El curso judicial comienza con el CGPJ camino de su cuarto año de interinidad, 64 vacantes en la cúpula de la Magistratura y tensión en el Tribunal Constitucional por su inminente renovación

Mateo Balín
MATEO BALÍN Madrid

«La única anomalía democrática que existe hoy en España es la falta de renovación del Consejo General del Poder Judicial». Con una rotundidad inusitada, el pasado 15 de junio el presidente del órgano de gobierno de los jueces y del Tribunal Supremo, Carlos Lesmes, señaló a los partidos políticos por incumplir su responsabilidad constitucional de renovar el CGPJ, que camina hacia el cuarto año de interinidad el próximo diciembre. Un récord absoluto desde su nacimiento hace casi 42 años.

Lesmes se despachó con estas palabras tras reunirse con la vicepresidenta de la Comisión Europea responsable del Estado de Derecho, Vera Jourova, que viajó a España para poner en tela de juicio la politización del órgano de gobierno de los jueces y reclamar cambios para ajustar el nombramiento de sus vocales a los estándares europeos (que los jueces puedan decidir directamente la designación de sus pares).

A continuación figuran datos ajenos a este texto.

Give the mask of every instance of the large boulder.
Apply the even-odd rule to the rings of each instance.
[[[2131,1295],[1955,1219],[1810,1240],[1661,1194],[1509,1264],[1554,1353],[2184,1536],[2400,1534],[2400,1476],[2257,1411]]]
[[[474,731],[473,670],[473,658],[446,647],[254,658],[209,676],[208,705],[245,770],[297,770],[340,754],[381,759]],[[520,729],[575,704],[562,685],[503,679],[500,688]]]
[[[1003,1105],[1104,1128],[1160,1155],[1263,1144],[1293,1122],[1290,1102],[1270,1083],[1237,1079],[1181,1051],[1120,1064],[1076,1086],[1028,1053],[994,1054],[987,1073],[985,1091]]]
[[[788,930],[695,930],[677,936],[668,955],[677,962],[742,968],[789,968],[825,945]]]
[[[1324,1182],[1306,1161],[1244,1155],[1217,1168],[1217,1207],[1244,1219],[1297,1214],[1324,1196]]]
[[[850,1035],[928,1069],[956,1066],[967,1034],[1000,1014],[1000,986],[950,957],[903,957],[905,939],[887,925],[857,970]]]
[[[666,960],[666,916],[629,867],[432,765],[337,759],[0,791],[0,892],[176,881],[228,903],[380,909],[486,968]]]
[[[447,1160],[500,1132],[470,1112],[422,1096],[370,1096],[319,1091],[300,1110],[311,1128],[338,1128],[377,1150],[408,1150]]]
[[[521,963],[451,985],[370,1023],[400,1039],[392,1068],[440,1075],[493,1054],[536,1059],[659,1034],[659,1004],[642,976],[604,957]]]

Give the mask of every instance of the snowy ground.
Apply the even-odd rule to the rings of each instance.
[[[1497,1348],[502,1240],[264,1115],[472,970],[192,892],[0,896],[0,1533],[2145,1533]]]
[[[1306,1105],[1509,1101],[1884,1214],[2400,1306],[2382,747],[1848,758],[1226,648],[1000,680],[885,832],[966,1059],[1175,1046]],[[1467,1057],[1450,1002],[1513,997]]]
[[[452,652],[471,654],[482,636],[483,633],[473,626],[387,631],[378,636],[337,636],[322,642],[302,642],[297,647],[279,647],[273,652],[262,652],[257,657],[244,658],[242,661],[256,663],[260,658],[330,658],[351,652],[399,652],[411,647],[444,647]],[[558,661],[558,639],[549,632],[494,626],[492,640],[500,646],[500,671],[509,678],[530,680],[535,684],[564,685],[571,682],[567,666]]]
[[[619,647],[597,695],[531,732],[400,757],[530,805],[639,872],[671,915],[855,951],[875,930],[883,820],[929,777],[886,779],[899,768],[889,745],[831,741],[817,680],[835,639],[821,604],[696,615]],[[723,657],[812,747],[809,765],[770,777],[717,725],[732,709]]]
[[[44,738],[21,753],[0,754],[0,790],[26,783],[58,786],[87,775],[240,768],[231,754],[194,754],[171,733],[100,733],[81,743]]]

Por mucho eco que tuvieran estas declaraciones en los medios de comunicación, la realidad es que no generaron ningún impacto sobre los dos actores que imposibilitan el desbloqueo: PSOE y PP, sabedores de que la Justicia no da votos. Pese a depender únicamente de ellos por la mayoría parlamentaria que ostentan –suman dos tercios de los escaños en el Congreso–, siguen sin ponerse de acuerdo para nominar a los 20 vocales que componen el Consejo. Y lo peor de todo es que a día de hoy «todos los puentes están rotos», admite un conocedor de las negociaciones.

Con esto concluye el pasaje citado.